Riset terbaru dari Rani Dwi Putri dan Najib Azca yang berafiliasi dengan Universitas Gadjah Mada memperlihatkan bahwa pola yang sama terjadi di Poso, Sulawesi Tengah. Salah satu rekrutan kelompok ekstremis Mujahidin Indonesia Timur, adalah anak keturunan pelaku teror yang ditembak mati oleh petugas kepolisian. Menyaksikan ayahnya meninggal di tangan aparat, sebagai keturunan yang masih hidup, sang anak hingga kini masih memiliki dendam.
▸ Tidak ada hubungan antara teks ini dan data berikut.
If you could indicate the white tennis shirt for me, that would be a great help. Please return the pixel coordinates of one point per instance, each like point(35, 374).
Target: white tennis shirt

Serta dia selalu ingin meneruskan perjuangan ayahnya sebagai ‘mujahid’.
Situasi ini lalu dilihat sebagai peluang gerakan radikal di sana untuk melakukan regenerasi dengan cara menanamkan ideologi ‘jihad’ sejak dini kepada anak-anak anggota kelompok radikal yang telah tiada. Perekrutan anggota radikal dari kalangan anak-anak yang mengalami trauma atau menjadi saksi kekerasan aparat ditengarai karena mereka biasanya terisolasi dari lingkungan sosial. Tak hanya itu, bayang-bayang kekerasan saat kecil juga membuat mereka tak pernah menjalani hidup dengan bahagia.
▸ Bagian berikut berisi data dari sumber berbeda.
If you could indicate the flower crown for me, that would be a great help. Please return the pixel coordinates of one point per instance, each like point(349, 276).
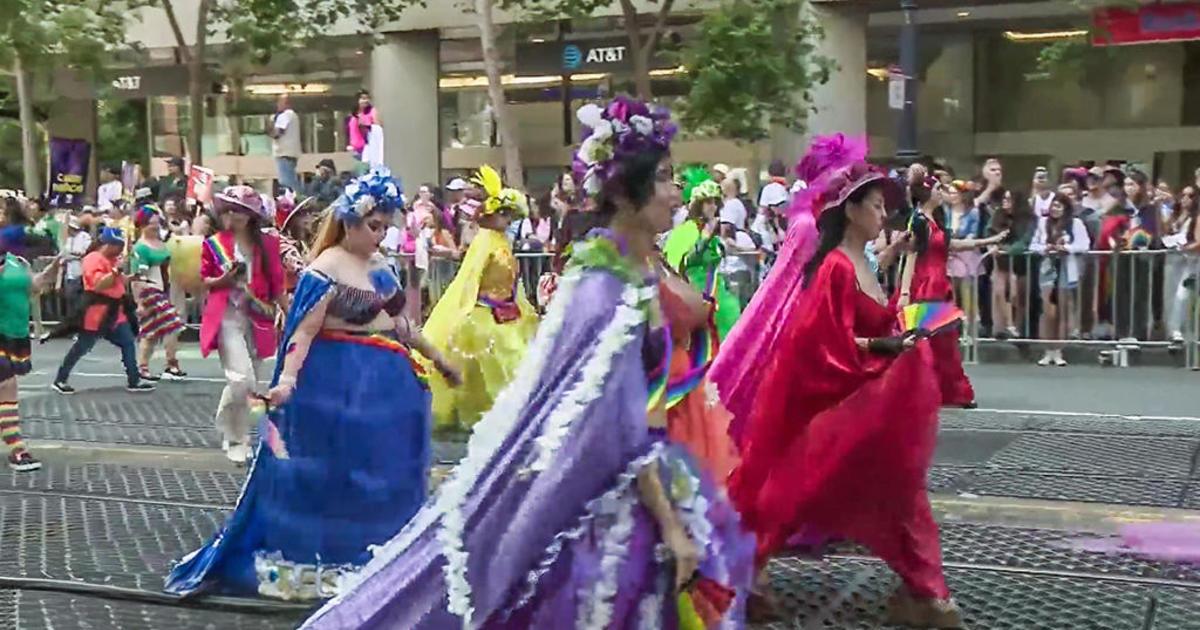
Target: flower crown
point(145, 211)
point(498, 197)
point(846, 180)
point(375, 192)
point(615, 133)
Dalam banyak kasus, kombinasi kedua faktor tadi lalu memicu depresi berkepanjangan yang akhirnya berujung pada tumbuhnya bibit kekerasan dengan justifikasi pembalasan dendam. Selain itu, remaja memiliki risiko yang lebih besar karena mereka biasanya jauh lebih mandiri, berani mengeksplorasi hal-hal baru dan mampu mendorong batasan saat mereka tumbuh.
Lebih lanjut, lingkungan kelompok radikal merangsang mereka untuk menemukan lebih banyak hal yang relevan tentang identitas, keyakinan, dan rasa percaya diri yang mungkin tak mereka temui di lingkungan sosial masyarakat biasa. Pendekatan kelompok teroris kepada remaja dengan trauma masa kecil juga banyak ditemukan di Irak.
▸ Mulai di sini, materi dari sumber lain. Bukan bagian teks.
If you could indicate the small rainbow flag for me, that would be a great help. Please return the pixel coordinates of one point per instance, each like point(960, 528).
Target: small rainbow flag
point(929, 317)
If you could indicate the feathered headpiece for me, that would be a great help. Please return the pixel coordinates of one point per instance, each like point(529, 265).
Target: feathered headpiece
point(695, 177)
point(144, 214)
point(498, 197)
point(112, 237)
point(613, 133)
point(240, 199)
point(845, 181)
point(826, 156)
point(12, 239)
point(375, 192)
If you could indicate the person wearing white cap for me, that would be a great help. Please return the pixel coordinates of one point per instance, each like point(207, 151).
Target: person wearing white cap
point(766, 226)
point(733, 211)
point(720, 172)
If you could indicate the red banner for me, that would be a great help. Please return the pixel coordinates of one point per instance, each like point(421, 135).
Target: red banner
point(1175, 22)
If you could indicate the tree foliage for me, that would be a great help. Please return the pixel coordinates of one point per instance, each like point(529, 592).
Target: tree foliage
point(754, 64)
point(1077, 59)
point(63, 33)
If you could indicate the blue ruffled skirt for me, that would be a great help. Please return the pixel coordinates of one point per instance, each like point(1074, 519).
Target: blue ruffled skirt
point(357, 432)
Mereka yang tergerak untuk menjadi ‘jihadis’ kebanyakan tinggal di daerah konflik, dan telah menjadi saksi banyak kematian, dari anggota keluarga hingga tetangga. Mereka mengenal Islam bukan dari pendidikan formal, tapi justru dari propaganda ISIS dan al Qaeda. Pengalaman personal tersebut kemudian diakumulasi oleh gerakan ekstremis untuk terus menumbuhkan perasaan kebencian kepada individu yang tidak sejalan dengan paham yang mereka anut.
Pusat Pengendalian Pencegahan Radikalisme di Amerika Serikat juga turut mengkonfirmasi bahwa anak-anak dan remaja yang memiliki pengalaman kekerasan pada masa lampau cenderung berisiko lebih tinggi untuk mengidap depresi dan kekurangan empati. Hal inilah yang selanjutnya meningkatkan kerentanan mereka untuk melakukan kekerasan dan direkrut menjadi anggota kelompok ekstremis dan kekerasan terorganisir.
Dampak trauma itu pun terus berlanjut terhadap tingkat kesehatan dan kesejahteraan anak-anak ini hingga seumur hidup. Sebab, paparan kekerasan pada anak usia dini dapat mengubah perkembangan biologis, merusak arsitektur otak, dan bahkan memengaruhi DNA mereka.
Tak heran, kondisi tersebut lalu menghasilkan siklus kekerasan yang terus berlanjut, termasuk dengan ditarik menjadi anggota kelompok radikal. Jika ingin siklus kekerasan ini berhenti, pencegahan secara komprehensif perlu dilakukan oleh kelompok berwenang. Tak hanya menyediakan konsultasi psikologis berkesinambungan, tapi juga perlu pendampingan dan konsolidasi sosial dengan lingkungan di tempat tinggal mereka berada.